Para Elsie Rockwell y Delia Lerner, con agradecimiento


Agradezco a las autoridades de la Subsecretaría de Servicios Educativos para el Distrito Federal la oportunidad de hablar con ustedes, directores de escuelas de nuestra ciudad. Esto es algo que ciertamente jamás habrían podido imaginar los directores de los colegios donde yo estudié.

Hasta donde mi memoria es fiel, al menos desde que tenía seis años me he peleado con la escuela y mis relaciones con maestros y directores, sin haber llegado nunca a extremos, han sido, por llamarlas de alguna forma, conflictivas, en el sentido en que son conflictivas las relaciones en un matrimonio. Es decir: de amor y odio, nunca de indiferencia.

Sin duda, al principio esta pelea debe haber sido causada por mi natural propensión a pajarear, que desde un ángulo pudo ser vista como incapacidad para concentrarme y desde otro como facilidad para abstraerme y seguir mis pensamientos o ensoñaciones a pesar del ruido externo. Desde luego fueron pocos los profesores que la vieron como esto último y me creé la fama de que, a pesar de que lograba pasar con relativa solvencia las evaluaciones, padecía desinterés por el estudio.

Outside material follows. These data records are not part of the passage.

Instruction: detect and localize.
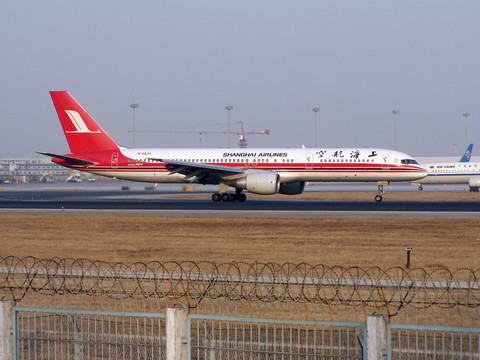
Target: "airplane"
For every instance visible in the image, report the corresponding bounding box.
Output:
[411,144,480,192]
[410,162,480,192]
[460,144,473,162]
[38,91,426,202]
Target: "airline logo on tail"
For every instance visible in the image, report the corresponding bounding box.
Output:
[65,110,100,134]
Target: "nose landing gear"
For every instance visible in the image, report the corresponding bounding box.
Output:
[375,181,389,202]
[212,190,247,202]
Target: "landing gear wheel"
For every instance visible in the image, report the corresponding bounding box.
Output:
[222,193,235,202]
[237,194,247,202]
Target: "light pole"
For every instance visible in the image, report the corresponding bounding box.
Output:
[225,105,233,148]
[463,112,470,147]
[130,104,138,147]
[392,109,400,150]
[312,107,320,148]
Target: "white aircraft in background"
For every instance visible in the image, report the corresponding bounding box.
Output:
[39,91,427,202]
[411,144,480,192]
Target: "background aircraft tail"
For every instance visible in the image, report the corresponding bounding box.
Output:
[460,144,473,162]
[50,91,118,154]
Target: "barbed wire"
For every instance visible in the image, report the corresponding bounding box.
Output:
[0,256,480,324]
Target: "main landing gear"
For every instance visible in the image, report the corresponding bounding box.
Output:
[375,181,388,202]
[212,193,247,202]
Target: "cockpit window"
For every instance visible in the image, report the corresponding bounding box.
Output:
[402,159,418,165]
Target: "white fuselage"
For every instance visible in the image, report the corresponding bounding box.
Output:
[75,148,425,183]
[412,162,480,184]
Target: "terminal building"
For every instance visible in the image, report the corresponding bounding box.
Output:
[0,158,79,183]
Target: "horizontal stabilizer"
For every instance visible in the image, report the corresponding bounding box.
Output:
[37,151,97,165]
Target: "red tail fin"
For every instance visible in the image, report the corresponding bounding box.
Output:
[50,91,118,154]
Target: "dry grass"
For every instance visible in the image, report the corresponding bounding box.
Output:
[0,214,480,269]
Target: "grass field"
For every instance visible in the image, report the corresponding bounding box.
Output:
[0,207,480,269]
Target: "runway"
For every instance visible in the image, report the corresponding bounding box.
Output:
[0,184,480,218]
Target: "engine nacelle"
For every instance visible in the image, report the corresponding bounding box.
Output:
[278,181,305,195]
[468,176,480,192]
[468,176,480,187]
[229,171,280,195]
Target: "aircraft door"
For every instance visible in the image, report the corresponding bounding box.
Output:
[112,153,118,169]
[382,154,390,169]
[305,153,313,169]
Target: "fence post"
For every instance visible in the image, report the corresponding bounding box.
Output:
[0,300,15,360]
[167,307,188,360]
[367,315,387,360]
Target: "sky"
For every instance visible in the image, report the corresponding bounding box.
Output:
[0,0,480,158]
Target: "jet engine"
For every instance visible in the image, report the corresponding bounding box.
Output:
[278,181,305,195]
[229,171,280,195]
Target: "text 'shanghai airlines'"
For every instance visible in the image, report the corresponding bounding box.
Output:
[40,91,426,202]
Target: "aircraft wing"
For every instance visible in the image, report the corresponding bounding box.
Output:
[152,158,245,183]
[37,151,97,165]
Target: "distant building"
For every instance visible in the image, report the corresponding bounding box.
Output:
[0,158,71,182]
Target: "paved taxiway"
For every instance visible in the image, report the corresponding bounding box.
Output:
[0,184,480,218]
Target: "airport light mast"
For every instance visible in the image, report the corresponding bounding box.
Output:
[130,104,139,147]
[392,109,400,150]
[463,112,470,146]
[312,107,320,148]
[225,105,233,148]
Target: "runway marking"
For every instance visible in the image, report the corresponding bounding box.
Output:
[0,208,480,219]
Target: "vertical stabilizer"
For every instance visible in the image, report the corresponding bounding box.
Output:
[50,91,118,154]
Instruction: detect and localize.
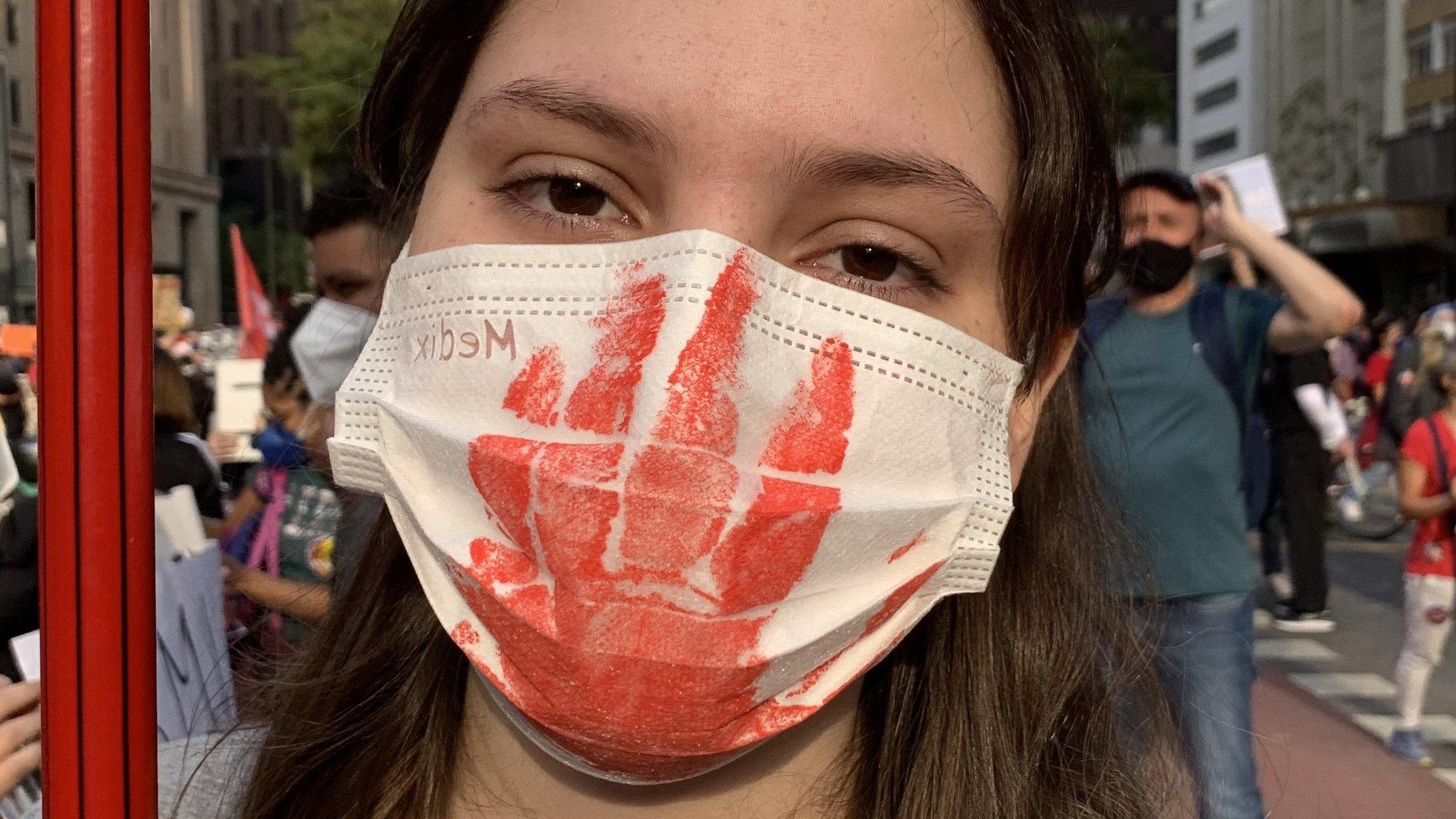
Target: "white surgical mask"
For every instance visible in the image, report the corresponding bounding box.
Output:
[289,299,378,407]
[331,230,1021,783]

En la adolescencia, cuando se definió mi vocación por la escritura y la literatura, los conflictos se fueron exacerbando. Percibía tan distintas la experiencia literaria que tenía al frecuentar libros, acudir a talleres de poesía o conversar con los amigos, de las que provocaba el estudio de la literatura en la escuela que, cuando el contraste se hizo de plano insostenible, no tuve más remedio que aceptar el consejo de mi maestra en el sentido que debería dedicarme a otra cosa. Y efectivamente lo hice. Escapaba cuando podía de sus clases y me iba a la biblioteca a leer, con frecuencia en voz alta, los libros de poesía que editaba Joaquín Mortiz o a pergeñar poemas que nunca lograron convencer a mis impasibles amores imposibles.

No hubiera pasado de ser un conflicto más o menos común entre los escritores y amantes de la literatura si no fuera porque también desde que estaba en la escuela me interesó pensar en la educación, tal vez porque desde siempre me preocupó mi entorno y vi que la mejor manera de cambiarlo era trabajar en la educación.

Pero en la vida todo se paga, como dice la sabiduría popular. Por amor a la literatura decidí trabajar en una editorial. Hacer libros me condujo a pensar en la formación de lectores y esto indefectiblemente me condujo de nuevo a la escuela. Hace mucho tiempo que pienso obsesivamente en los problemas relacionados con la formación de lectores, tanto que cada vez tengo menos tiempo de escribir o leer literatura.

De hecho, desde que dejé la escuela me di cuenta de que me gustaba mucho estudiar. En eso invierto gran parte de mi tiempo libre. Lo que voy a tratar aquí tiene que ver con esos estudios.

He querido relatarles esto porque me interesa que tengan presente que mi reflexión, aunque es conceptual, tiene un fuerte contenido biográfico y vivencial. De hecho busca generar eso: vivencias distintas y enriquecedoras en el estudio, la lectura y la escritura.

Este texto debe mucho más de lo que reflejan las notas al pie de página a dos autoras que han sido fundamentales para comprensión la cultura escrita en la escuela y las posibilidades de transformación. Ellas son Elsie Rockwell y Delia Lerner. La perspectiva de Elsie me ha sido de capital importancia para comprender que para transformar la educación es necesario conocer lo que verdaderamente pasa en la escuela, que suele ser muy diferente de lo que reconocen los programas educativos. La clara visión de Delia, para ver como a pesar de la dificultades y contando con ellas se puede transformar. Va para ellas mi reconocimiento y gratitud. Creo que la mejor forma de hacerlo es recomendarles a ustedes que las lean y discutan en sus propias escuelas.